Council members politely chastised Zimbabwe’s team for not alerting them and the public sooner to the bridge’s deterioration.
Notifications should have happened last summer, when crack growth spurred SDOT to increase to monthly inspections, Herbold said.
“There’s really a universal response of shock and in some cases anger from constituents in West Seattle about this,” she said. “So in keeping with our commitment to transparency, and no surprises, and preparation, I would really appreciate the department to think about how to adjust its reporting, so we can move toward a culture of — again — no surprises.”
González pressed Zimbabwe about the four-week period, starting Feb. 21, during which council members weren’t told that consultants had suggested a contingency plan be drawn to reduce the seven-lane bridge to four lanes.
Zimbabwe said he shares the goal of transparency, and reiterated that until very recently, the cracking didn’t appear severe enough to require traffic disruptions.
After cracks suddenly accelerated in early March, engineering consultants suggested full closure March 19, said Donahue, a certified bridge inspector. To confirm that, he entered the hollow girders March 23.

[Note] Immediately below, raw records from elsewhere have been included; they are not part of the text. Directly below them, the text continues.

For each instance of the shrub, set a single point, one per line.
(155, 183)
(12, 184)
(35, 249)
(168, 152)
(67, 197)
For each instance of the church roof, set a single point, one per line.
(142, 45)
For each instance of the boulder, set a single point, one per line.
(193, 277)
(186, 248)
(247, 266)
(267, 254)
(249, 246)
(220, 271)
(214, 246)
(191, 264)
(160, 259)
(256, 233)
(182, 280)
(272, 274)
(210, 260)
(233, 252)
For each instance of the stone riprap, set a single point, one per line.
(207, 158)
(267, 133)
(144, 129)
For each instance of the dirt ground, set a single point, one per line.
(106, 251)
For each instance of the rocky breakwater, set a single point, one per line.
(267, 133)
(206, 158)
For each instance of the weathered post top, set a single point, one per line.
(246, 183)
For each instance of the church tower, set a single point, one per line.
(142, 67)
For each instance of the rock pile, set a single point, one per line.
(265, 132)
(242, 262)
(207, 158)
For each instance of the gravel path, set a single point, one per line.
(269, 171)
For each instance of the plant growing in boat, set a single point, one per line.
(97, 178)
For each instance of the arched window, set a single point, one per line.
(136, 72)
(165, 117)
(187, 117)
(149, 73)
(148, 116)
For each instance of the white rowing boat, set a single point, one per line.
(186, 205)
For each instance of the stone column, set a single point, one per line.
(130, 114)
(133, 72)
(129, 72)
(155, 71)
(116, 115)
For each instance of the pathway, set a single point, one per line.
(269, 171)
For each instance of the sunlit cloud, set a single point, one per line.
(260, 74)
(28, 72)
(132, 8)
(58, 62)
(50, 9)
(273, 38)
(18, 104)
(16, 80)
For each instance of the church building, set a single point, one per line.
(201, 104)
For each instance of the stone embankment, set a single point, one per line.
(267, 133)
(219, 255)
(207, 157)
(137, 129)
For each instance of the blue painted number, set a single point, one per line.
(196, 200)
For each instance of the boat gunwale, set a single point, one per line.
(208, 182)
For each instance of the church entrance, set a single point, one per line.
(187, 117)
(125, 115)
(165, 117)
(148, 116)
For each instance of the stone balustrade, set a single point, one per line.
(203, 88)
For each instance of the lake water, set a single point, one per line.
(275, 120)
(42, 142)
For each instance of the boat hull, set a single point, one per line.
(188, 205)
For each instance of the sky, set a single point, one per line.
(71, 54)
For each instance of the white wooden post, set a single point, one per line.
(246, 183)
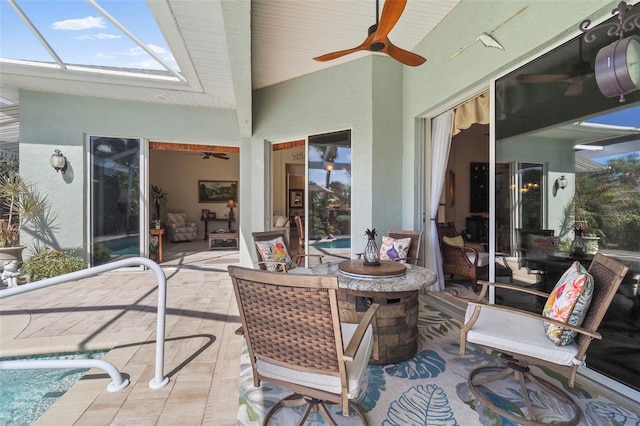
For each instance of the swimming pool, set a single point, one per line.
(124, 246)
(27, 394)
(337, 243)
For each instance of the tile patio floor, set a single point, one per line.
(117, 310)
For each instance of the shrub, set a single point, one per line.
(50, 263)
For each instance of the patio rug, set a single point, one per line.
(431, 388)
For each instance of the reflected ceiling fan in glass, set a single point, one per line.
(580, 71)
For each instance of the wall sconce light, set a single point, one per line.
(231, 217)
(617, 68)
(59, 161)
(562, 182)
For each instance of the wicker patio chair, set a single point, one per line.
(296, 340)
(521, 339)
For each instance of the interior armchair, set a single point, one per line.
(558, 337)
(296, 340)
(179, 229)
(460, 257)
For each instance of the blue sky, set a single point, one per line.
(81, 35)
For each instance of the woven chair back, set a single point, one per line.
(607, 277)
(289, 319)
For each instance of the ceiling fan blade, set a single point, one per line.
(574, 89)
(403, 56)
(334, 55)
(391, 12)
(543, 78)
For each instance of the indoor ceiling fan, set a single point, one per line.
(378, 40)
(580, 72)
(207, 155)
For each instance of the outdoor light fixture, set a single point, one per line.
(562, 182)
(617, 66)
(58, 161)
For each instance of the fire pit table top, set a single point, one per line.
(413, 278)
(358, 269)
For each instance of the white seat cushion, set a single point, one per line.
(483, 258)
(517, 334)
(356, 370)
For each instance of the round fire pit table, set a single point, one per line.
(395, 287)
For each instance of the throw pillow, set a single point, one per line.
(280, 221)
(454, 241)
(394, 249)
(177, 219)
(568, 302)
(274, 251)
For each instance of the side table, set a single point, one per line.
(159, 233)
(223, 236)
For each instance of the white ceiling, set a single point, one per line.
(226, 49)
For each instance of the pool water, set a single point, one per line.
(337, 243)
(26, 394)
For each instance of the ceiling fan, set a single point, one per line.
(378, 40)
(580, 72)
(207, 155)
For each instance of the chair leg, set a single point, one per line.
(521, 374)
(313, 405)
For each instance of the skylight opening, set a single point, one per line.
(86, 39)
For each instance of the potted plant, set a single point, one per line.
(20, 203)
(159, 197)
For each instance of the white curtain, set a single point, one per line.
(441, 134)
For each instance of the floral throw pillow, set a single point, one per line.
(454, 241)
(568, 302)
(394, 249)
(177, 219)
(274, 251)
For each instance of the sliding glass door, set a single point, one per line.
(329, 193)
(115, 207)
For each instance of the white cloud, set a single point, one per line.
(137, 51)
(79, 24)
(99, 36)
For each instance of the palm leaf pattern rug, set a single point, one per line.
(431, 388)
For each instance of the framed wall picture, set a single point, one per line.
(217, 191)
(296, 198)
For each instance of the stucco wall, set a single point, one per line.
(334, 99)
(51, 121)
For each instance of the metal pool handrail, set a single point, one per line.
(159, 380)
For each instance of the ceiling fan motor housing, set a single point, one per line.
(617, 70)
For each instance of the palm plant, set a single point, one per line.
(21, 203)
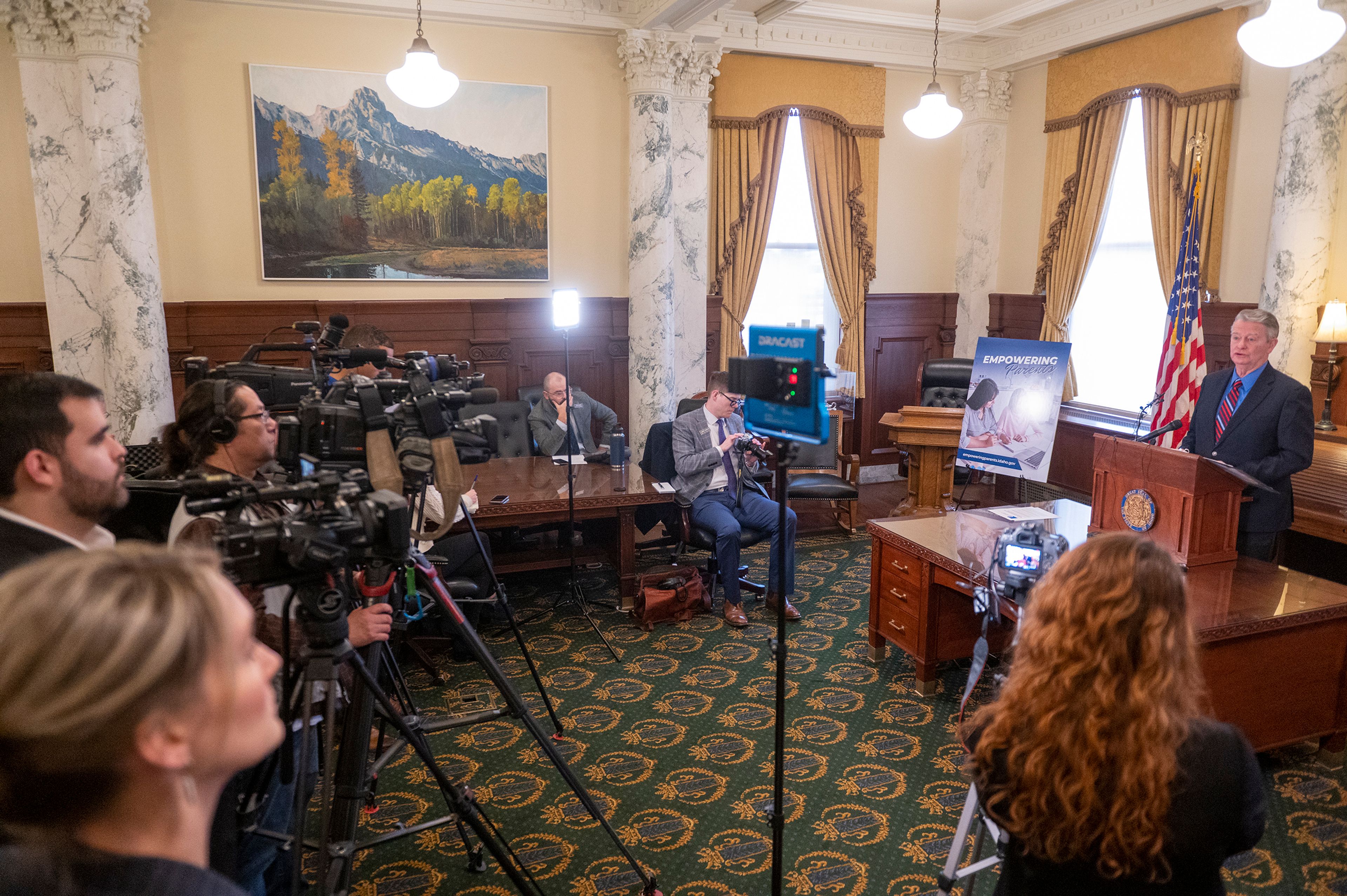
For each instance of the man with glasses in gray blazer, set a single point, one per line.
(713, 477)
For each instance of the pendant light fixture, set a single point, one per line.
(1291, 33)
(934, 116)
(421, 81)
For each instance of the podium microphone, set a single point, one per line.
(1155, 434)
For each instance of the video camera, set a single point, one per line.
(1023, 556)
(340, 521)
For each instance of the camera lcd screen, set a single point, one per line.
(1023, 558)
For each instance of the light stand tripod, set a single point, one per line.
(573, 442)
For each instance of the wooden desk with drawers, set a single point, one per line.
(1273, 641)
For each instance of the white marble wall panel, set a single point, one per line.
(689, 162)
(81, 91)
(651, 267)
(985, 99)
(1303, 207)
(669, 79)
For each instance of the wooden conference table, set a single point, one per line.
(537, 491)
(1273, 642)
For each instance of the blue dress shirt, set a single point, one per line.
(1248, 379)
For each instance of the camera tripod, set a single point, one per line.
(345, 783)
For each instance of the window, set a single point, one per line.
(791, 287)
(1119, 322)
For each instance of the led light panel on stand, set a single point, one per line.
(799, 409)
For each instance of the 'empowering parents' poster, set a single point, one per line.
(1015, 398)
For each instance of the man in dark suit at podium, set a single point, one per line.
(1259, 421)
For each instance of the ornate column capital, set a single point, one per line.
(985, 98)
(669, 62)
(104, 27)
(34, 30)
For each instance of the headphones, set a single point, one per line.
(221, 426)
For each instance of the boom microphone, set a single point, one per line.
(333, 333)
(1168, 428)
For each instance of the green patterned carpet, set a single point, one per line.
(677, 742)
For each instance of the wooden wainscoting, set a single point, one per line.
(902, 332)
(511, 341)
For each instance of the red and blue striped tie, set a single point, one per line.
(1228, 407)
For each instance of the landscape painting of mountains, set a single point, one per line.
(356, 185)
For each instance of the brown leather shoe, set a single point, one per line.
(791, 614)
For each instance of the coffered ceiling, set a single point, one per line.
(976, 34)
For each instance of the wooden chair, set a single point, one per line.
(824, 473)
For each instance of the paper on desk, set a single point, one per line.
(1018, 514)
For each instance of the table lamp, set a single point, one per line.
(1333, 329)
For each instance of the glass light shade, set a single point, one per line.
(1333, 327)
(566, 309)
(933, 116)
(421, 81)
(1291, 33)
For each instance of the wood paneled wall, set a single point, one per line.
(902, 332)
(511, 341)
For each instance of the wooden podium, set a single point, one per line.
(931, 439)
(1195, 503)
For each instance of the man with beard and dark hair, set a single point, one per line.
(61, 469)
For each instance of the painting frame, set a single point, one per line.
(515, 261)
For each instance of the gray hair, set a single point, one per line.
(1267, 319)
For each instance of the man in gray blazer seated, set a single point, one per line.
(724, 496)
(568, 413)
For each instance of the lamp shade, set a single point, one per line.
(566, 309)
(1333, 327)
(421, 81)
(933, 116)
(1291, 33)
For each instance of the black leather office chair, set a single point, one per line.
(945, 382)
(659, 463)
(512, 423)
(821, 476)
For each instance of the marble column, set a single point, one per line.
(1303, 207)
(669, 224)
(81, 89)
(985, 99)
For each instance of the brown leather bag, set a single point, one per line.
(670, 595)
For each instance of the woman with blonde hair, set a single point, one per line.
(131, 690)
(1095, 756)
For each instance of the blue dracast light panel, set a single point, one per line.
(783, 421)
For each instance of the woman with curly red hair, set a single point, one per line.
(1095, 756)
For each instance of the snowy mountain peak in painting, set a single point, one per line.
(390, 153)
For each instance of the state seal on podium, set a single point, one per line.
(1139, 510)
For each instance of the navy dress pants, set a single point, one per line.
(720, 513)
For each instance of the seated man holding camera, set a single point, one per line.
(61, 469)
(568, 413)
(224, 429)
(724, 496)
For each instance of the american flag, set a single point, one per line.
(1183, 362)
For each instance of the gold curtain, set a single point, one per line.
(1074, 229)
(745, 166)
(1170, 120)
(834, 170)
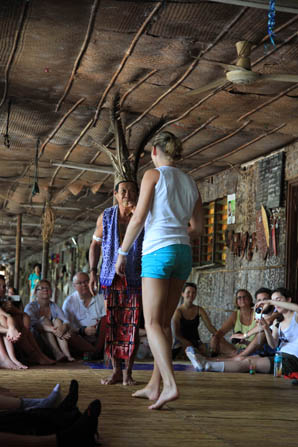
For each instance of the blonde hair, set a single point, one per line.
(169, 144)
(38, 284)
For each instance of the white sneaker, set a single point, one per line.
(197, 360)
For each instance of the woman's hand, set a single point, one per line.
(237, 336)
(13, 334)
(120, 265)
(264, 325)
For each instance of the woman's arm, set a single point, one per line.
(137, 221)
(206, 320)
(271, 337)
(196, 223)
(283, 304)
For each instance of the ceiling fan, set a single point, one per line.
(241, 73)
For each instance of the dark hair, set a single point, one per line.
(116, 188)
(247, 293)
(189, 284)
(283, 291)
(263, 290)
(15, 292)
(169, 144)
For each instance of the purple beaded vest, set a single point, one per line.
(110, 245)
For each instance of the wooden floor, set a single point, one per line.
(215, 409)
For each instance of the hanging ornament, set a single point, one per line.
(6, 135)
(35, 188)
(271, 21)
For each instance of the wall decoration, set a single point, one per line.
(231, 208)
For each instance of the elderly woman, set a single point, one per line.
(48, 322)
(241, 321)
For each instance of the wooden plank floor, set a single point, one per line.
(215, 409)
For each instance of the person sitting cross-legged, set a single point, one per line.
(48, 322)
(86, 314)
(282, 334)
(186, 320)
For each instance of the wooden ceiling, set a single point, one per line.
(61, 63)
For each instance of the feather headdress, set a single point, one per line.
(125, 165)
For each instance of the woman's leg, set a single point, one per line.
(51, 340)
(5, 361)
(11, 354)
(63, 344)
(29, 345)
(160, 299)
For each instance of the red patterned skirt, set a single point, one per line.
(123, 313)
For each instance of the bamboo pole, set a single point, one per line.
(45, 260)
(18, 252)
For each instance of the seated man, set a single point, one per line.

He saw that cracks had stretched 2 more feet diagonally, up a girder wall, in just two weeks. Angular cracks like those are known as shear cracks, he said.
“That type of deterioration in a bridge will go until failure, and then failure happens typically quickly and without warning, as opposed to other types of cracking.”
While still inside the hollow girder March 23 he called Lorelei Williams, deputy capital projects director, to say the bridge must be closed that day.
González said, despite her frustration, “I really just want to thank you, Matt, for making that tough call, and for doing the work that was necessary to make sure that we as a city acted quickly to preserve life and safety.”